Entre-temps, le monde a évolué et l’internet avec. Les réseaux sociaux n’ont pas uniquement changé nos vies, mais aussi le trafic de données. Et avec ce dernier, notre façon de percevoir le monde. Le flot d’images qui se déverse sur nos rétines dès que nous ouvrons Facebook, Instagram ou autres applications altère notre relation à l’image. De l’abondance et la répétition est né un nouveau type d’image : le mème. Si chaque image peut devenir un mème, cela ne tient pas à la qualité intrinsèque de celle-ci, mais à sa communication et sa répétition. C’est comme si des couches sémantiques s’accumulaient à chaque fois qu’une certaine image est repostée. Le contexte d’un mème est aussi propre à son média : vu que la distanciation induit des problèmes de communication – les finesses et les détails d’une affirmation peuvent être mal compris entre gens de différentes cultures connectés dans un réseau –, le mème se situe souvent dans l’ironie et le sarcasme. Pas étonnant qu’il soit un des moyens de communication favoris de la génération désabusée des millenials.

Deux expositions virtuelles visibles en ce moment se sont emparées de ce phénomène. La première a été réalisée par le collectif Clusterduck – lui-même collectif nomade en ligne et dans le monde réel – à la greencube Gallery, et s’intitule « #Memepropaganda ». Les différent-e-s artistes analysent la dimension politique du mème pour le meilleur et pour le pire. Six artistes ont été choisi-e-s pour créer des séries de posters qui tous se nourrissent du monde des mèmes. On y retrouve bien sûr l’infâme « Pepe the Frog », un mème utilisé par l’extrême droite (et par Donald Trump soit dit en passant), une image qui a été volée à son créateur qui n’y avait pas insufflé une once de politique. Aussi des symboles de Mai 68 détournés – comme ça plairait à Guy Debord et aux situationnistes ! – et actualisés, des Bisounours activistes ainsi que des créations uniques, qui ont été disposées dans diverses galeries dans le monde et collées sur les voies publiques. Le parcours de ces images a été retracé dans un catalogue téléchargeable en ligne, dans lequel les biographies des divers artistes sont présentées et leurs démarches sont expliquées et illustrées.

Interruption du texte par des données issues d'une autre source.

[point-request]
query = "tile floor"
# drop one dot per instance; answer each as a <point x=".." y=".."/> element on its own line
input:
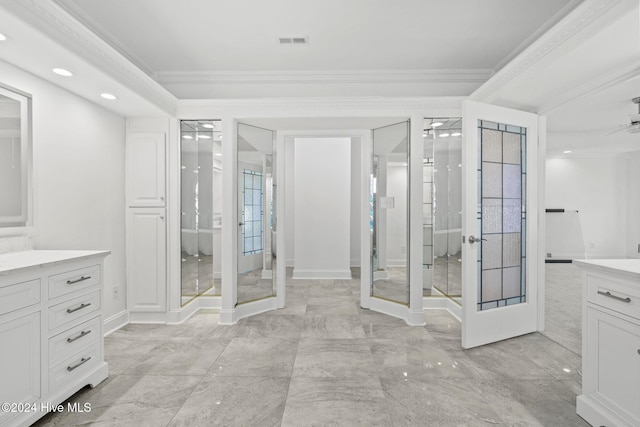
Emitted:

Une autre expo qui s’est intéressée de plus près au monde merveilleux des mèmes s’intitule « The Darknet – From Memes to Onionland ». Elle a eu lieu entre 2014 et 2015 à la Kunsthalle Sankt Gallen en Suisse. Comme le titre l’indique, les artistes réuni-e-s à cette occasion se sont concentré-e-s sur les liens entre le net tel que nous le connaissons et le darknet, cet espace virtuel que les navigateurs lambda ne peuvent pas montrer et où se déroulent des cybercrimes, mais aussi des révélations comme celles d’Edward Snowden – bref, un espace de projection formidable. À travers des mises en espace, des installations et des actions sur le net, les divers artistes ont visualisé les liens entre le monde des mèmes et des « oignons » – les sites se terminant en .onion se trouvant du côté obscur du web.

En résumé, ces deux expositions feront peut-être que, derrière votre écran, vous ne vous retrouverez plus en situation de consommer un ersatz, mais une réelle création faite pour le net et par le net.